I wrote a book I love and characters I think are awesome. That book received 0 response from more than 40 agents and has not gained any sort of momentum on inkshares. I have had TREMENDOUS support from so many people, who are endlessly sharing and tweeting and pre-ordering, but with less than a month and more than 200 copies to go. The win is looking beyond remote. That book is very unlikely to see the light of day. I can’t tell you how much THAT makes me feel like I’m letting folks down. So much support, and I’m unable to make the win.

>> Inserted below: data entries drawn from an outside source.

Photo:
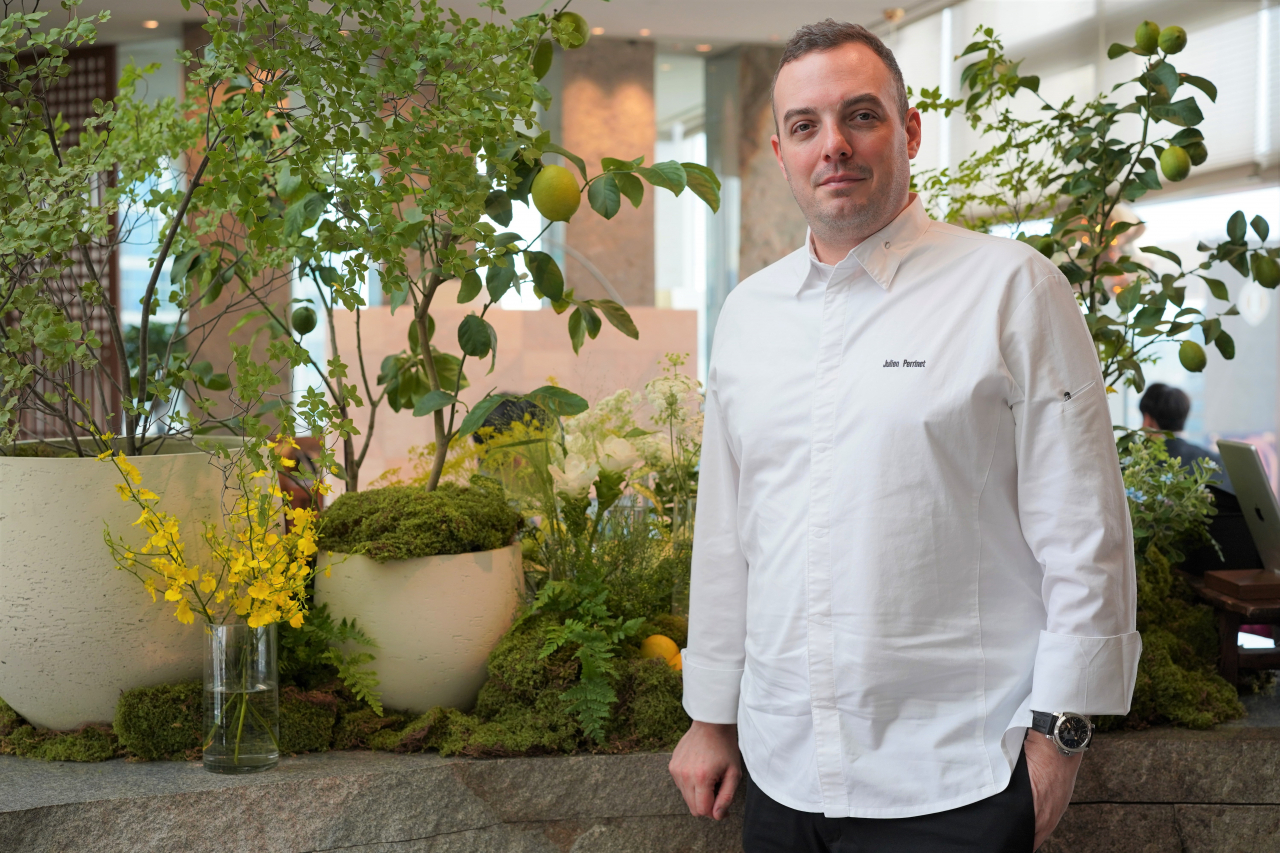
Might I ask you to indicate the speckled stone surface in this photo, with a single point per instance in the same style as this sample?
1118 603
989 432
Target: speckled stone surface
1151 792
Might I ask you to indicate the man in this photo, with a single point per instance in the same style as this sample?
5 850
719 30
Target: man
1165 409
912 541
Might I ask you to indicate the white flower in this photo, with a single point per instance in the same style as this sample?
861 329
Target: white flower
575 479
617 455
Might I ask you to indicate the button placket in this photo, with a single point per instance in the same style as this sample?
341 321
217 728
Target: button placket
818 569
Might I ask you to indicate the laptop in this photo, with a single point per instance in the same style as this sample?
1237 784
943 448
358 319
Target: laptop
1262 516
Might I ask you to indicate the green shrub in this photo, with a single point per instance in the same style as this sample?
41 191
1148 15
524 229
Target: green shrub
406 521
161 723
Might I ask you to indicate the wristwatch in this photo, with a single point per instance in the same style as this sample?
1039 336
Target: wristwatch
1069 731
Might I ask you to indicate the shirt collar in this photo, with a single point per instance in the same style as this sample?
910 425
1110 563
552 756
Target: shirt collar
882 252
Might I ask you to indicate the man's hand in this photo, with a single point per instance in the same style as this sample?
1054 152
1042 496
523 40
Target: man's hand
707 769
1052 781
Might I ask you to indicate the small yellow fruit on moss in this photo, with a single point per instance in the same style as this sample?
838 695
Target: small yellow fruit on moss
580 27
662 647
1175 163
1173 39
1147 36
556 194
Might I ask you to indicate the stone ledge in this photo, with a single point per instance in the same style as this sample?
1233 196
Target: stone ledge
1152 792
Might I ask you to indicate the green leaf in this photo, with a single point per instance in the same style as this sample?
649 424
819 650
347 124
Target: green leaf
470 287
547 274
433 401
568 155
1202 85
497 206
617 316
498 281
474 336
1235 227
1184 113
667 174
704 183
475 418
604 196
630 186
557 401
1162 252
1217 288
304 213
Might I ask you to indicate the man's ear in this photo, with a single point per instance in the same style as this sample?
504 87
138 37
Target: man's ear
913 132
777 153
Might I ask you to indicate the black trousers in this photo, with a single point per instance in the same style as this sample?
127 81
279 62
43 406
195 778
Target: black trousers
1004 822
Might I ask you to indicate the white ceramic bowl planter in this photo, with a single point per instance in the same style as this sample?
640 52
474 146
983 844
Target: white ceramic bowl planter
434 619
74 630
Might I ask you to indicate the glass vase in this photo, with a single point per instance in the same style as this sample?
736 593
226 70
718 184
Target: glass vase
242 710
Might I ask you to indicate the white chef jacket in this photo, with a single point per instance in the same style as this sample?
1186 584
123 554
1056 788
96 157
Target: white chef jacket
912 528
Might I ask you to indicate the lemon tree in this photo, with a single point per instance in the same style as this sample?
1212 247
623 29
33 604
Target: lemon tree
1074 167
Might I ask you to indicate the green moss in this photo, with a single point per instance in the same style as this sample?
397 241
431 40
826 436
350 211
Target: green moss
405 521
306 720
161 723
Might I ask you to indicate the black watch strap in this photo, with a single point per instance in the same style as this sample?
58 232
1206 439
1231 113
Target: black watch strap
1043 721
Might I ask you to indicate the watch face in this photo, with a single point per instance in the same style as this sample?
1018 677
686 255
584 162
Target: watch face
1073 731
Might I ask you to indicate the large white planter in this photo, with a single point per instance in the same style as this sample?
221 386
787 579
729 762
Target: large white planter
435 619
74 630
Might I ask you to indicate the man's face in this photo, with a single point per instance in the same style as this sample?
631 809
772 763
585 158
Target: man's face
841 141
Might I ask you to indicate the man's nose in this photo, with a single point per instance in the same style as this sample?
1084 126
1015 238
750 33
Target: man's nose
836 145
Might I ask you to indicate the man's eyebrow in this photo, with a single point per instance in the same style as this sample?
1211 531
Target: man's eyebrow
853 100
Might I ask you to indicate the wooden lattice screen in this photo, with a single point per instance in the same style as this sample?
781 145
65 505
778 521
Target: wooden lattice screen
92 76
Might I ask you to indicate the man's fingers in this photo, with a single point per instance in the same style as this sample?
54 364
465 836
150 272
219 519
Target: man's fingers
725 797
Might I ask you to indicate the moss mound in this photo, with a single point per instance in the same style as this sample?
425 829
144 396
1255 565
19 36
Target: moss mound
520 710
406 521
87 743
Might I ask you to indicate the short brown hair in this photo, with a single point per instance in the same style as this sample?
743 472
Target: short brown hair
828 35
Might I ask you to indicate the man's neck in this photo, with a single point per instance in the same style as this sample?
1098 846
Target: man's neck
833 247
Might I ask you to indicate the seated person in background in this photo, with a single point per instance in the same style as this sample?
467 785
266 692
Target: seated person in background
1165 407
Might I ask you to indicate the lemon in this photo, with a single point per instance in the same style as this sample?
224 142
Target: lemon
1192 355
661 647
1147 36
580 28
1173 39
556 194
304 319
1175 163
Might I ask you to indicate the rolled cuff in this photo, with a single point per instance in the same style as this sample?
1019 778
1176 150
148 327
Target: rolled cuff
711 696
1086 674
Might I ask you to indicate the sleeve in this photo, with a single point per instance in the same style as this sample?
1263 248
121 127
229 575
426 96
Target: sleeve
717 597
1072 506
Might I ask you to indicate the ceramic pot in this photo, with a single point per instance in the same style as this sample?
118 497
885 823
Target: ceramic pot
434 619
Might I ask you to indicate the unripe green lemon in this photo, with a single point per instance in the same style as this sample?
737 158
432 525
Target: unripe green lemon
304 319
1192 355
1147 36
1173 39
1175 163
1266 270
556 194
580 27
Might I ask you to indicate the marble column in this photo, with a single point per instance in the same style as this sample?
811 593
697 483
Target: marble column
607 109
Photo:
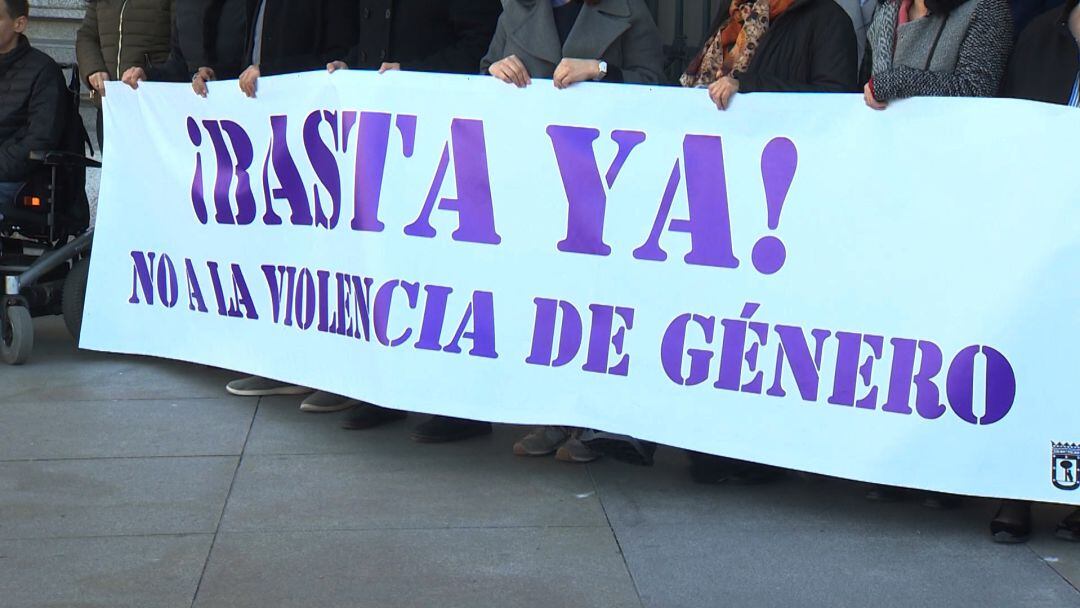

When you crowd-fund like that, the project becomes the project of everyone who supported, and for me to not hit the magic number is an ENORMOUS failure to deliver for EVERY SINGLE PERSON who has helped and been generous and supportive.

I’m not stuck on my other works as much as I simply haven’t got the time to work on them as much as is necessary to finish any one of them. I mean, I do write -every day. Sometimes, I get super productive and knock out 2K in a single night, but those nights are rare and with so little energy to spare, the best I can do is read through what I wrote on one of those WIPs and think about how much work remains.

So.

Here I am.

I don’t have the bandwidth. I just want to walk away from all of it. I’m tired and my motivation for doing more than coming home, having a beer and falling asleep on the couch is basically non-existent. I clearly haven’t got the drive or talent of a person capable of pulling off any of what I’ve set out out to do. The hard part is that I can’t help but try. I suppose that for every ‘I worked my ass off to get here’ story you get, you get as many ‘I worked my ass off and I’m no further down the road than I was ten years ago’ stories. Anyhow, now I’m off to work on something that requires my attention.

Maybe stupidity and unrelenting stubbornness will pay off at some point?